In conclusion, we have provided an overview of the literature that describes guidance to inform nurses practices when working with SOGI Peoples and specific interventions that have been used to improve the health outcomes of PLWH. The literature reviewed highlights that nurses have fought alongside SOGI Peoples throughout the HIV pandemic. Remaining challenges include overcoming discriminatory laws and policies that oppress SOGI Peoples or erode human and civil rights afforded to them and determining how to use technology ethically and effectively for the betterment of health among SOGI communities, for example, the use of data-driven algorithms and smartphone applications in HIV prevention. There are many opportunities for nurses to advance the HIV nursing state of science through further intervention research as well as evaluation of the efficacy of practice guidance. There is a need to integrate SOGI community concerns and approaches to improving health outcomes with them in nursing curricula (Burton et al., 2021). Literature reviewed highlights opportunities for integrating biomedical and information technology such as PEP and PrEP and mHealth interventions with SOGI communities. The literature reviewed revealed knowledge gaps that are amenable to nursing actions in relation to HIV among SOGI Peoples and our communities. Through integrated collaborative efforts, nurses can help SOGI communities achieve optimal health outcomes that are based on dignity and respect for human rights.

Disclosures

The authors report no real or perceived vested interests related to this article that could be construed as a conflict of interest.

Author Contributions

Consistent with the ICMJE criteria, all authors have made (a) substantial contributions to conception and design, acquisition of data, or analysis and interpretation of data; (b) participated in drafting the manuscript or revising it critically for important intellectual content; (c) given final approval of the version to be published; and (d) agree to be accountable for all aspects of the work in ensuring that questions related to the accuracy or integrity of any part of the work are appropriately investigated and resolved. Specific author contributions include: J. Craig Phillips: Conceptualization, methodology, formal analysis, investigation, and writing—original draft, visualization, supervision, and project administration. J. Hidayat: Conceptualization, methodology, formal analysis, data curation, formal analysis, investigation, and writing—review and editing. K. D. Clark: Conceptualization, methodology, formal analysis, investigation, and writing—original draft, visualization. J. Melisek: Conceptualization, methodology, formal analysis, and writing—review and editing. M. S. Balthazar: Formal analysis, investigation, and writing—review and editing. A. G. D. Beck: Conceptualization, formal analysis, investigation, and writing—review and editing. S. E. Moore: Formal analysis, investigation, methodology, and writing—review and editing. C. Dawson-Rose: Conceptualization, methodology, formal analysis, and writing—original draft, supervision.

Key Considerations

SOGI Peoples and our communities are disproportionately affected by HIV disease. HIV rates are highest among transgender people, cisgender gay men, and other MSM. The literature on HIV risk behaviors of cisgender lesbians and other WSW are outdated and may be insufficient to inform nursing practices with these women. Nurses who identify as SOGI People have contributed to advancing the state of HIV nursing science; however, there are additional opportunities to engage them and all SOGI Peoples in efforts to address HIV in our communities. The Yogyakarta Principles and Yogyakarta + 10 Principles offer nurses a human rights framework to engage with and provide care to SOGI Peoples and our communities that respects human dignity and helps achieve the human rights goal of health for all.
  57 in total

Review 1.  Health problems of gay and bisexual men.

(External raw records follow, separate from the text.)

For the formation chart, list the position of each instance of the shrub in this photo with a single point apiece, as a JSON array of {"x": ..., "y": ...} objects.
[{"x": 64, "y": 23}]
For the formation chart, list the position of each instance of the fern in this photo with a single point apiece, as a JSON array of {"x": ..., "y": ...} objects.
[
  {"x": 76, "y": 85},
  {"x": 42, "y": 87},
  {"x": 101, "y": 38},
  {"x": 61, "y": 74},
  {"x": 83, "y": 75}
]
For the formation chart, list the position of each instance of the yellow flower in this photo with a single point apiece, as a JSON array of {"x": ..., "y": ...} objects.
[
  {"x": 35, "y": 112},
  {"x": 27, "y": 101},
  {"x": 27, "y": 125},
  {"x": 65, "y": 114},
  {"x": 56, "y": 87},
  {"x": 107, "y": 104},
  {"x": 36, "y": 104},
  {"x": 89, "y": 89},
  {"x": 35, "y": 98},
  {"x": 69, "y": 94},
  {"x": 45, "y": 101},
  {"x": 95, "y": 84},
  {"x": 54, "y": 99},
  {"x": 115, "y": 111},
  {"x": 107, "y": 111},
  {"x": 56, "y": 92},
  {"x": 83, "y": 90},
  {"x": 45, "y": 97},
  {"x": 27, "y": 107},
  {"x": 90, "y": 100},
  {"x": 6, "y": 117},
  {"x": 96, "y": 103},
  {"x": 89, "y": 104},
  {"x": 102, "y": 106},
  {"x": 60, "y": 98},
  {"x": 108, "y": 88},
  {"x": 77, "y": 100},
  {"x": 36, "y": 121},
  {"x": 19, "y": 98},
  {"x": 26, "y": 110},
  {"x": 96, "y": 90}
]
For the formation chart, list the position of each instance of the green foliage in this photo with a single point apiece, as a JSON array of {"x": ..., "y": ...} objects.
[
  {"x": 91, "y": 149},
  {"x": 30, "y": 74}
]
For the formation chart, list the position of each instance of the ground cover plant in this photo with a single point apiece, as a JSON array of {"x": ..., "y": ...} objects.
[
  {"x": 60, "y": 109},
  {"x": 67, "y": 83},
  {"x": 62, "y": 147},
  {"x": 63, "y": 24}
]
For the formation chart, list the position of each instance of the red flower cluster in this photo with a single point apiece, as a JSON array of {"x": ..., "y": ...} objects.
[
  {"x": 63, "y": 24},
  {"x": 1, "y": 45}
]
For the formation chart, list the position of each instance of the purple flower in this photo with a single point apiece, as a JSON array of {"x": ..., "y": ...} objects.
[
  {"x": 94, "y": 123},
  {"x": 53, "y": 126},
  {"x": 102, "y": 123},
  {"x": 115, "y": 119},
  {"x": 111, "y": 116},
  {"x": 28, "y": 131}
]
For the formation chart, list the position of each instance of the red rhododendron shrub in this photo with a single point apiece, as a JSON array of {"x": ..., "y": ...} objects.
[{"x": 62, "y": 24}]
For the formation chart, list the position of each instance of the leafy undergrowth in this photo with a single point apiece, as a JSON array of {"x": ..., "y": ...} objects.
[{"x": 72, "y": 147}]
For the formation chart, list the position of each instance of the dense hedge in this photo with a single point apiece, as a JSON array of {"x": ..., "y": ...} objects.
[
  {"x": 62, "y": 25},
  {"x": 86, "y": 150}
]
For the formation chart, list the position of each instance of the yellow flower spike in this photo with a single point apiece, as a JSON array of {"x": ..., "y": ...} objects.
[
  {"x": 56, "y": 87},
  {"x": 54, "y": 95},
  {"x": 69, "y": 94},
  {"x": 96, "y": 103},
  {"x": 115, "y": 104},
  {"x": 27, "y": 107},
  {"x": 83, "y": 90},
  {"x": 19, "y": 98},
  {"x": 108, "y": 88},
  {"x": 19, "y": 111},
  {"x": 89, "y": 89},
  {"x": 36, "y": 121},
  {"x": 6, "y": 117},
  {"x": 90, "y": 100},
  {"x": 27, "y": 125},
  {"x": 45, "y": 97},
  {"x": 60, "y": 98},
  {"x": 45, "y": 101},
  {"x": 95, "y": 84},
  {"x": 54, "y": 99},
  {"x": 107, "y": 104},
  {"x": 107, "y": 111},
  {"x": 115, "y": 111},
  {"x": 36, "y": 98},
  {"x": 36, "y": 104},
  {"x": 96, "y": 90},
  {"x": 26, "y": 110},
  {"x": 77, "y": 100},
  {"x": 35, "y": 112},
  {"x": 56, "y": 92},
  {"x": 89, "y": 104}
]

Authors:  P J Ungvarski; A H Grossman
Journal:  Nurs Clin North Am       Date:  1999-06       Impact factor: 1.208

2.  From intention to STI prevention: An online questionnaire on barriers and facilitators for discussing sexual risk behaviour among HIV nurses.

Authors:  Suzanne de Munnik; Sigrid C J M Vervoort; Heidi S M Ammerlaan; Gerjo Kok; Chantal den Daas
Journal:  J Adv Nurs       Date:  2017-08-01       Impact factor: 3.187

3.  Gay clients with AIDS: new challenges for hospice programs.

Authors:  H Andersen; P MacElveen-Hoehn
Journal:  Hosp J       Date:  1988

4.  Characterizing the Structure and Functions of Social Networks of Men Who Have Sex with Men in Ghana, West Africa: Implications for Peer-Based HIV Prevention.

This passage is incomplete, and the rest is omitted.